The film focuses on the work of Stanford University’s Robert Sapolsky, a neurobiologist who has spent his life studying how stress impacts the brain. He explains how unmitigated stress manifests in the body in both mental and physical ways, causing irritability, insomnia, clogging arteries and increasing the risk of a heart attack.
The film’s website features Sapolsky answering questions about why psychological stress triggers the stress response and how using stress reduction techniques may improve a person’s health. After hearing what Sapolsky has to say, it would be hard to deny the intense effects stress can induce in people.
After showing my students how harmful chronic stress can be, I take some time to teach a few basic stress reduction techniques. A few of my students attended Visitacion Valley Middle School, a school that has a well-established, in-school meditation program, and a few of them have done yoga, but most of them have never done any focused, intentional stress reduction.
Give It A Try
When I first introduce this topic, I remind students that everyone’s body is different, and that they should try a number of different stress-reduction techniques to see what works best for them. I also remind them that the environment they’re in — a small, crowded classroom surrounded by lots of teenagers — is a very difficult place to fully relax. I encourage them to try these techniques in the classroom, and then repeat them at home, which may provide a more relaxing place to learn.
I start by asking students about the techniques they already use to relax. Common answers include watching TV, taking a nap, and listening to music. (Sometimes students suggest quiet or instrumental music, but a significant number endorse the stress-reducing qualities of blasting loud, aggressive rock or rap.) We go through other simple suggestions, like laughing with a friend or playing with a pet. And of course, being health class, we talk about how exercise can be a great stress reducer, and how they should make time for physical fitness every day.

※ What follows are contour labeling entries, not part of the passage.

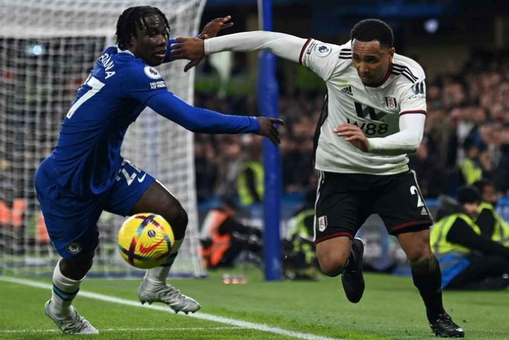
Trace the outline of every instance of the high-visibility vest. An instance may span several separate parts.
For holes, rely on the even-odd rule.
[[[465,178],[465,181],[468,186],[482,179],[483,169],[476,165],[472,160],[465,158],[460,163],[460,170]]]
[[[237,190],[240,203],[243,205],[251,205],[254,202],[254,197],[249,191],[247,185],[247,178],[245,170],[250,169],[253,172],[254,177],[254,189],[258,196],[261,199],[263,198],[265,191],[264,184],[263,166],[260,162],[256,161],[249,161],[244,165],[242,171],[239,175],[237,180]]]
[[[491,203],[488,202],[482,202],[479,205],[477,212],[480,214],[480,212],[485,209],[489,211],[495,219],[495,226],[493,228],[493,233],[491,236],[491,239],[496,242],[501,243],[506,247],[509,247],[509,225],[502,216],[497,214]]]
[[[204,221],[200,238],[212,241],[210,246],[206,247],[202,246],[201,248],[204,265],[207,268],[217,266],[224,253],[231,246],[231,235],[219,234],[221,225],[231,216],[231,214],[220,210],[211,210]]]
[[[300,238],[309,239],[310,237],[307,227],[305,225],[306,218],[315,215],[315,209],[306,209],[300,212],[289,221],[293,227],[288,233],[288,238],[292,240],[293,251],[301,251],[304,253],[306,264],[311,264],[316,257],[313,245],[302,242]]]
[[[430,243],[442,270],[442,285],[444,287],[470,264],[468,257],[470,250],[447,240],[447,234],[450,227],[459,218],[466,222],[475,233],[481,234],[479,227],[464,214],[444,216],[432,227]]]

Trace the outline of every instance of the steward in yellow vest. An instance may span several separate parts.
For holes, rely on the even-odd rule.
[[[265,191],[263,165],[258,161],[246,161],[237,181],[240,203],[249,206],[263,200]]]
[[[499,195],[491,182],[478,180],[474,185],[481,193],[482,202],[477,208],[476,223],[483,235],[509,247],[509,224],[495,211]]]
[[[444,215],[441,200],[439,220],[431,229],[431,249],[442,270],[442,285],[450,289],[503,289],[509,284],[509,248],[481,233],[474,219],[480,200],[478,190],[460,189],[455,210]]]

We then practice other simple stress-reduction techniques, with the idea that they can learn and practice them in class and then pull them out later when they need them.
One technique is deep breathing — simply breathing in slowly for a count of four and out slowly for a count of four. It’s amazing how much this simple act of mindfulness can slow things down and create a sense of calm and ease.
We also try visualization. I ask students to think about a place that’s relaxing to them, and imagine themselves there. Often people think about a quiet redwood forest or a warm beach, and they can use this technique to transport themselves there any time they feel stressed.
To teach a technique called “progressive relaxation,” I ask students to clear off their desk and sit or rest as comfortably as they can in their desks. I dim the classroom lights, and then play a recording from the University of Wisconsin’s Health Services office that guides students as they try to relax their bodies from head to toe. It’s important to set the tone while introducing the technique, because it’s easy for one student to disrupt the whole room with a loud laugh.
Once they give it a try, there are always some students who find it highly effective. In just a few minutes, they look rested and relaxed, and they regularly request that we “do that relaxation thing” again.
Sometimes teaching about positive mental and emotional health is seen as an extravagance or a luxury, but UC-Berkeley’s Vicki Zakrzewski argues that it’s increasingly clear that teaching young people to manage stress can help them in a multitude of ways. “Simply making a daily effort to cultivate mindfulness and a caring classroom can do wonders for students’ emotional well-being,” she writes.
With so much clear evidence of the harmful effects of stress, it seems clear to me that stress reduction should be part of every school’s curriculum. It’s a skill that can really help improve — and maybe even save — the lives of our students.